Another fable • Imagine that the labor force consists of two types of workers: Able and Middling with equal proportions of each. • Employers are not able to tell which type they are when they hire them. • A worker is worth $1500 a month to his boss if he is Able and $1000 a month if he is Middling. • Average worker is worth • $ ½ 1500 + ½ 1000=$1250 per month.
Competitive labor market • The labor market is competitive and since employers can’t tell the Able from the Middling, all laborers are paid a wage of $1250 per month.
One employer believes that Drywall’s lectures are useful and requires its workers attend 10 monthly lectures by Professor Drywall and payswages of $100 per month above the average wage. • Middling workers find Drywall’s lectures excruciatingly dull. Each lecture is as bad as losing $20. • Able workers find them only a little dull. To them, each lecture is as bad as losing $5. • Which laborers stay with the firm? • What happens to the average productivity of laborers?
Other firms see what happened • Professor Drywall shows the results of his lectures for productivity at the first firm. • Firms decide to pay wages of about $1500 for people who have taken Drywall’s course. • Now who will take Drywall’s course? • What will be the average productivity of workers who take his course? Do we have an equilibrium now?

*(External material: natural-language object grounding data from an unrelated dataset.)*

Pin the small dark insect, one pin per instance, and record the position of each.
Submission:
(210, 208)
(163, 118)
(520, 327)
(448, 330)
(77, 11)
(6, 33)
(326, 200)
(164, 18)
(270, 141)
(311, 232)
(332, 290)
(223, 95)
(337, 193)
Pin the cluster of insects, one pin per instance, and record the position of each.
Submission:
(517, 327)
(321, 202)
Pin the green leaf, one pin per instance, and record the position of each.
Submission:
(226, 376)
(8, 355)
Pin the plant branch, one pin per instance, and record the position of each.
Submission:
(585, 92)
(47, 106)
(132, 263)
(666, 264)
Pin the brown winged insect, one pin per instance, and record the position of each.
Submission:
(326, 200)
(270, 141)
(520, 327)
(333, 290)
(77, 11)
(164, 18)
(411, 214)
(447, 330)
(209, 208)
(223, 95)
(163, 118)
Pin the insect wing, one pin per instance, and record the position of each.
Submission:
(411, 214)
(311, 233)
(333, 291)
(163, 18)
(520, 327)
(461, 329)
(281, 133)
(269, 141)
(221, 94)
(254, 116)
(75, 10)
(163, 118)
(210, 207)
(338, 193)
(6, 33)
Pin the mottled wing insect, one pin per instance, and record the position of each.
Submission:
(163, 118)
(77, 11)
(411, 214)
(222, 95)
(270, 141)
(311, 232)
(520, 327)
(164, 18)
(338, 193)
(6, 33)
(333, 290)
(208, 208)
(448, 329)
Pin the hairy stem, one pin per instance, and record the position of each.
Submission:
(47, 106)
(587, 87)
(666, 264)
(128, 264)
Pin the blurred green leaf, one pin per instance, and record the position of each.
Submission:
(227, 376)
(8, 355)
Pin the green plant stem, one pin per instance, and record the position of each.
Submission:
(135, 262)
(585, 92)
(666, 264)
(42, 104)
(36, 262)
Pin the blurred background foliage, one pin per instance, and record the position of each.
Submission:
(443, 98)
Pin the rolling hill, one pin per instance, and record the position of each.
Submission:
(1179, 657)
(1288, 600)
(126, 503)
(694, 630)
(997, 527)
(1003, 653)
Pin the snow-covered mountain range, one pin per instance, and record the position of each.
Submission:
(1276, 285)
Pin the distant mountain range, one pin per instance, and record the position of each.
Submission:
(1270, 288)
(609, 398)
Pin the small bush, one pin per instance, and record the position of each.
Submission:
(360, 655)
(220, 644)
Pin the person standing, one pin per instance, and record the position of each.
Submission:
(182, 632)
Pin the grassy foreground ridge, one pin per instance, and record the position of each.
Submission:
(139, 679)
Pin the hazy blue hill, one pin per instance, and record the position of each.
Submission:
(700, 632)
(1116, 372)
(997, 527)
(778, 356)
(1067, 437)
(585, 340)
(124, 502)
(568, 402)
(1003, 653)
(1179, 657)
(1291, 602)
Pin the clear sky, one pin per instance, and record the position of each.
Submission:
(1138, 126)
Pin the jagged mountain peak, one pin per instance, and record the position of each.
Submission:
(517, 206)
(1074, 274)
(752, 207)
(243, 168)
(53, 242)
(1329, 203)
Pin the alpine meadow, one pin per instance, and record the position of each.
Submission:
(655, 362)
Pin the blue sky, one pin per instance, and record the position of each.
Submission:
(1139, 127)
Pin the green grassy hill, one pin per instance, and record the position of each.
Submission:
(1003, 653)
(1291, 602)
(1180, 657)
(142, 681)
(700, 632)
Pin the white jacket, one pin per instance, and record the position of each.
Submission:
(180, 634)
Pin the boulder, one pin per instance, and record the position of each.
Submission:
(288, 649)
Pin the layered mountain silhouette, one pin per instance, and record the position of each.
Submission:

Professor Drywall responds • Professor Drywall is not discouraged. • He claims that the problem is that people have not heard enough lectures to learn his material. • Firms believe him and Drywall now makes his course last for 30 hours a month. • Firms pay almost $1500 wages for those who take his course and $1000 for those who do not.
Separating Equilibrium • Able workers will prefer attending lectures and getting a wage of $1500, since to them the cost of attending the lectures is $5x30=$150 per month. • Middling workers will prefer not attending lectures since they can get $1000 if they don’t attend. Their cost of attending the lectures would be $20x30=$600, leaving them with a net of $900.